Synopsis : Halla, la cinquantaine, déclare la guerre à l’industrie locale de l’aluminium, qui défigure son pays. Elle prend tous les risques pour protéger les Hautes Terres d’Islande… Mais la situation pourrait changer avec l’arrivée inattendue d’une petite orpheline dans sa vie…

J'ai beaucoup hésité à aller voir ce film car la bande-annonce que j'ai vu deux fois me paraissait assommante et guère attirante. Parfois les bandes annonces trop explicites donnent l'impression d'avoir vu le film en deux minutes trente, d'autres fois, trop de mystères tue le mystère. Mais je craignais de passer à côté d'une pépite puisqu'il avait électrisé la Croisette.

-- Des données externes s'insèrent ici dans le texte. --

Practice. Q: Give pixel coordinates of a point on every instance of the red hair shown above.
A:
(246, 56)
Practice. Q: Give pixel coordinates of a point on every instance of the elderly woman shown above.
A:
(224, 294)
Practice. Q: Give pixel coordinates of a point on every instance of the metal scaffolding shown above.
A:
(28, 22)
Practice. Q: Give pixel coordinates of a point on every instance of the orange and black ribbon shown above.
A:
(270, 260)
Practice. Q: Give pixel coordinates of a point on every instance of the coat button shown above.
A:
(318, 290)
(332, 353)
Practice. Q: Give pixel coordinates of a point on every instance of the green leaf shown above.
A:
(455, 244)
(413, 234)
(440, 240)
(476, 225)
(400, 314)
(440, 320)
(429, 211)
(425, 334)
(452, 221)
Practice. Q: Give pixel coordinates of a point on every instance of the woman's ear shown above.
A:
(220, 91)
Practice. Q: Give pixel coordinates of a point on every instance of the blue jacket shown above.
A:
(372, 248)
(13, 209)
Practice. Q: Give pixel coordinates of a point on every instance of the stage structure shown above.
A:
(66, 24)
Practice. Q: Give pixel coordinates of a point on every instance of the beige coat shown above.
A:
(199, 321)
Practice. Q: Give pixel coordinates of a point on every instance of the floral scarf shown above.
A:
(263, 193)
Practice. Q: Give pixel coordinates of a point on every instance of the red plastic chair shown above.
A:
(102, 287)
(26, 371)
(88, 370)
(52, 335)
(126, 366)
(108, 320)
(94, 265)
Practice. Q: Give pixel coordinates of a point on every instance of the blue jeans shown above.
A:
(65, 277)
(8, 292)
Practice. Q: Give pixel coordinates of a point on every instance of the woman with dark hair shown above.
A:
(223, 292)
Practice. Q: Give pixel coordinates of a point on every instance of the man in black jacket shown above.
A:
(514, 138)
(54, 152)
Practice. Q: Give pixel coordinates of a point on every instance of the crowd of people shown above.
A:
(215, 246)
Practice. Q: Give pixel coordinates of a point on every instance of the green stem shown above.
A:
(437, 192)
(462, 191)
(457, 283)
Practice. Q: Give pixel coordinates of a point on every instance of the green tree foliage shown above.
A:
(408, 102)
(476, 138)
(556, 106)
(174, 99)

J'ai donc été partiellement emballée mais aussi partiellement déçue. Le personnage d'Halla est tout à fait surprenant. Elle se bat seule contre des géants mais elle est tellement à la fois futée et insignifiante qu'il est bien difficile de retrouver sa piste. Elle vit seule dans un joli appartement et est une chef de choeur souriante et appréciée. Mais c'est surtout une écolo acharnée qui étreint la terre, les arbres et se ressource au contacte de la nature… Armée de son arbalète elle détruit les câbles électriques, les lignes à haute tension qui parcourent la campagne, détruisent le monde et le paysage et plus tard, son action se révélant inefficace, elle fait sauter les pylônes. Son action est relayée par toutes les chaînes de télé mondiales et rend fou le gouvernement islandais. Parallèlement à ses actes terroristes, Halla continue sa petite vie plus ou moins tranquille de façon relativement décontractée.

Un évènement inattendu surgit en plein milieu de son quotidien parfois mouvementé. Sans nouvelles d'une demande d'adoption qu'elle a faite quatre ans plus tôt, elle devait y avoir renoncé mais une lettre lui annonce qu'une petite fille de quatre ans l'attend en Ukraine. Le tumulte de la vie d'Halla s'en trouve évidemment amplifié. Elle ne peut renoncer à ce bonheur qu'elle espère depuis si longtemps.

Ajoutons à cela une sœur qui lui ressemble comme une goutte d'eau, un cousin présumé, un chœur de chanteuses balkaniques ou ukrainiennes et un orchestre (excellent) qui la suit dans toutes ses mésaventures et se trouve dans tous les endroits et situations les plus inattendus. En outre les paysages aux tons doux et gris sont de ceux que l'on ne voit pas tous les jours.

Vous l'avez compris on est dans la loufoquerie la plus totale mais malgré toutes ces bonnes choses inédites, j'ai vite été lassée par le procédé un peu systématique.

Le film reprend de l'énergie et de l'intérêt dans la dernière demi-heure où l'héroïne doit réagir à une traque relativement mouvementée.

Il est surtout l'occasion de croiser la route d'une femme des montagnes étonnante mais aussi d'une actrice époustouflante, audacieuse, athlétique, vaillante avec un air de ne pas y toucher.

Commentaires

  • Celui-là j'ai vraiment envie d'aller le voir. La loufoquerie des Islandais me convient bien en général.

  • Un film enthousiasmant par bien des aspects et surtout par son rapport organique à la terre (via la mousse).